ISSN der Zeitschrift

Bandtitel

Verlag

University of Oregon

Zusammenfassung

Gilles Deleuze’s interdisciplinary reception privileges the term, “assemblage,” but this translation runs the risk of appearing as jargon, whereas the original agencement would appear to a French audience as a more ordinary term. In the absence of a better alternative translation, I propose that we translate the problems motivating Deleuze’s word choice rather than the word, agencement, itself. I consult a wide range of the figures influential for Deleuze and Félix Guattari who are relevant for the many contexts in which agencement appears in their work. This leads me to propose design as suitable terrain for redescribing Deleuze’s philosophy. At the other end of the project, I note that design has its own share of problems. Theoretical approaches to design are often limited to particular kinds of design, and there are few efforts to reconcile design theories and definitions rooted in different designs, e.g. cinematography and engineering. Most accounts, though, define design primarily or exclusively in terms of its purpose or intended function. This poses problems for understanding changes in function and design’s unintended effects.

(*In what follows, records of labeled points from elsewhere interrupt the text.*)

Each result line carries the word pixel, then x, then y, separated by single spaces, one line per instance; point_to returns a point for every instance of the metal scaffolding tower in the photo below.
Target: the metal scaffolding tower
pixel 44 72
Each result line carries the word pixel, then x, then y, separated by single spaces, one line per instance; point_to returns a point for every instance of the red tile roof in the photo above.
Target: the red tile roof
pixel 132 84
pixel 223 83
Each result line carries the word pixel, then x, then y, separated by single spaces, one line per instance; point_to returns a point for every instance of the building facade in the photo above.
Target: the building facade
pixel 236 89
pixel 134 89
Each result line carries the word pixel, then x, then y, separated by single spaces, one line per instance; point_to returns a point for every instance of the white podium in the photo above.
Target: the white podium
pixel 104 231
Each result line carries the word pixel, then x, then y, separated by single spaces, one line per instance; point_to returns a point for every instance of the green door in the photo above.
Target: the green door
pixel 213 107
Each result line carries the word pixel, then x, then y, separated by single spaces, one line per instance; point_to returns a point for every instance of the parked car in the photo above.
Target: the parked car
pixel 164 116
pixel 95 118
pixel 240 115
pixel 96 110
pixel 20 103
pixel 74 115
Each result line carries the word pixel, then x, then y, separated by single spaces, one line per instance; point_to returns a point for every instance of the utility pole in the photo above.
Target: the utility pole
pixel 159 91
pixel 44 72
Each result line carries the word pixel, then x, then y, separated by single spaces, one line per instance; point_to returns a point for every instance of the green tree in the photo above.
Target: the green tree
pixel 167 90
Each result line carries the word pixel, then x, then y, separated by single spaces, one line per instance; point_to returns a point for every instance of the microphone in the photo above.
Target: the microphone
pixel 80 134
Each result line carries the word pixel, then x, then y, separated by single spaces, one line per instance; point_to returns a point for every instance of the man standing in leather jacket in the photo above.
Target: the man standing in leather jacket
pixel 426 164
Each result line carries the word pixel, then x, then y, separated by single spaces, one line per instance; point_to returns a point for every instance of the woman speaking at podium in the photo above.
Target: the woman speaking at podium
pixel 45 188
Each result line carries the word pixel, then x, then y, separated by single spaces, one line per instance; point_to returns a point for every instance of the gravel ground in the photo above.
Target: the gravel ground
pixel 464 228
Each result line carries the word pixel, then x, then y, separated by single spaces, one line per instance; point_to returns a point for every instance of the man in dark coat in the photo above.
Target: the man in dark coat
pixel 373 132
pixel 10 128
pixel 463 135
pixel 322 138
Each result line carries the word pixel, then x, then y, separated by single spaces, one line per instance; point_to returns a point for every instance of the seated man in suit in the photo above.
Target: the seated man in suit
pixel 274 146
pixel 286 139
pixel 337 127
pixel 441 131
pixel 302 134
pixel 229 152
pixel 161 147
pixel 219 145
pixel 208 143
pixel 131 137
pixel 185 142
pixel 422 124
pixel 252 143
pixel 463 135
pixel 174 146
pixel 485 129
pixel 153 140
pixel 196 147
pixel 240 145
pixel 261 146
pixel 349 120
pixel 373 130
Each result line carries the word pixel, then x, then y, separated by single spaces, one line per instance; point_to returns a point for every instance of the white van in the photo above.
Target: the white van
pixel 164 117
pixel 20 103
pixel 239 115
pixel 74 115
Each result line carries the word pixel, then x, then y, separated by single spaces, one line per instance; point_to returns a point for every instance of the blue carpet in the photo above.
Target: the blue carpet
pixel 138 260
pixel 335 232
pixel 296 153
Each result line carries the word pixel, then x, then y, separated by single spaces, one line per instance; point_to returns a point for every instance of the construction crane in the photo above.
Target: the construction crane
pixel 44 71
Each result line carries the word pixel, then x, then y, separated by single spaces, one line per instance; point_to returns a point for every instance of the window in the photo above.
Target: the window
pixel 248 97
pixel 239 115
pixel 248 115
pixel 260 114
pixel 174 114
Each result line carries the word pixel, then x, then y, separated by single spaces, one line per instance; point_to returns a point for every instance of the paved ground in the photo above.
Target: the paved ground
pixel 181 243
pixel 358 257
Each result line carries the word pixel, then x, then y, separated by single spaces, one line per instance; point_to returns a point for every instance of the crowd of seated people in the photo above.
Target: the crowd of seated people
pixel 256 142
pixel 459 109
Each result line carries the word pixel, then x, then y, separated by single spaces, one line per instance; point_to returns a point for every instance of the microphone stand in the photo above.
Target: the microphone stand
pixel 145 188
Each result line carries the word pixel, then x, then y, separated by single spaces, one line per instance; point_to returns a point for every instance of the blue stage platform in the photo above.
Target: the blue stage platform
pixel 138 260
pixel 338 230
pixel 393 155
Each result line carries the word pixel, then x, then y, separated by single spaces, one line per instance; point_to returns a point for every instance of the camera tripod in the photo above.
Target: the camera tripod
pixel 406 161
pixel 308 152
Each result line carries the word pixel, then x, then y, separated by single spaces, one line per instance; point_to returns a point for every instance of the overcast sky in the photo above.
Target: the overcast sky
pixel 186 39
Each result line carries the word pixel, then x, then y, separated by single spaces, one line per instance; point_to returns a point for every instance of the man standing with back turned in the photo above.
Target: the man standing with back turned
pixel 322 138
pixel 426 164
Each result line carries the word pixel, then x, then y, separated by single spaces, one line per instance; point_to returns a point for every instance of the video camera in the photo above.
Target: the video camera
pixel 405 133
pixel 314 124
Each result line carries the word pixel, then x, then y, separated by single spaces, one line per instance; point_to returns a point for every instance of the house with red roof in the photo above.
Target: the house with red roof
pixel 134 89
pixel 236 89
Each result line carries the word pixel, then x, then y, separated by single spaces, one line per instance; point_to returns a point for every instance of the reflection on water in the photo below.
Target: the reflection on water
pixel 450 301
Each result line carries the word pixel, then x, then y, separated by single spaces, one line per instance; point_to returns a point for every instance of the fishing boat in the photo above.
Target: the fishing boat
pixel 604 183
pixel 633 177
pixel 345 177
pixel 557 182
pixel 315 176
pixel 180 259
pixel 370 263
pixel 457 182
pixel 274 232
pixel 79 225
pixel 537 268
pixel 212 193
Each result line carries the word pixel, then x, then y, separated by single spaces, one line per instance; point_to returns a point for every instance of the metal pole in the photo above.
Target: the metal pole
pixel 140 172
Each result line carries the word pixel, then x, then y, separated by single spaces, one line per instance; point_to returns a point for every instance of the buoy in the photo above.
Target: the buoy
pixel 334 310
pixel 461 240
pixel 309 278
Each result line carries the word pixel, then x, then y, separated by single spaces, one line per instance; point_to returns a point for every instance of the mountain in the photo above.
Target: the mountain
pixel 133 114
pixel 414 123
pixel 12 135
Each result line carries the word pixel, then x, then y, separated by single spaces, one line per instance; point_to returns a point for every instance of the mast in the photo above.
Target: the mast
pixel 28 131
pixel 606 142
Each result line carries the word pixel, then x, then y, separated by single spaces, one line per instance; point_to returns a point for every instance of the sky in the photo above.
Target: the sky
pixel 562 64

Deleuze scholarship and design both have problems, and therefore I use each as an intervention into the other: design affords us the opportunity to redescribe Deleuze’s philosophy, while the problems at stake in Deleuze’s philosophy allows us to redescribe design and treat design in a more comprehensive manner. In the end, I propose that we understand agencement as the interaction between coinciding, heterogeneous considerations or perspectives of the same substance; a living room is a series of activities, a spatial configuration of things, a collection of ideas, an arena of feelings and affects, and so on. We can tell a similar story with design, which explains why intentional design decisions can have unintended consequences. I arrange furniture while considering quantity, but unbeknownst to me, the change in quantity results in a change in quality. Both agencement and design are ways of describing how considerations which are different in kind can nevertheless coincide and affect one another.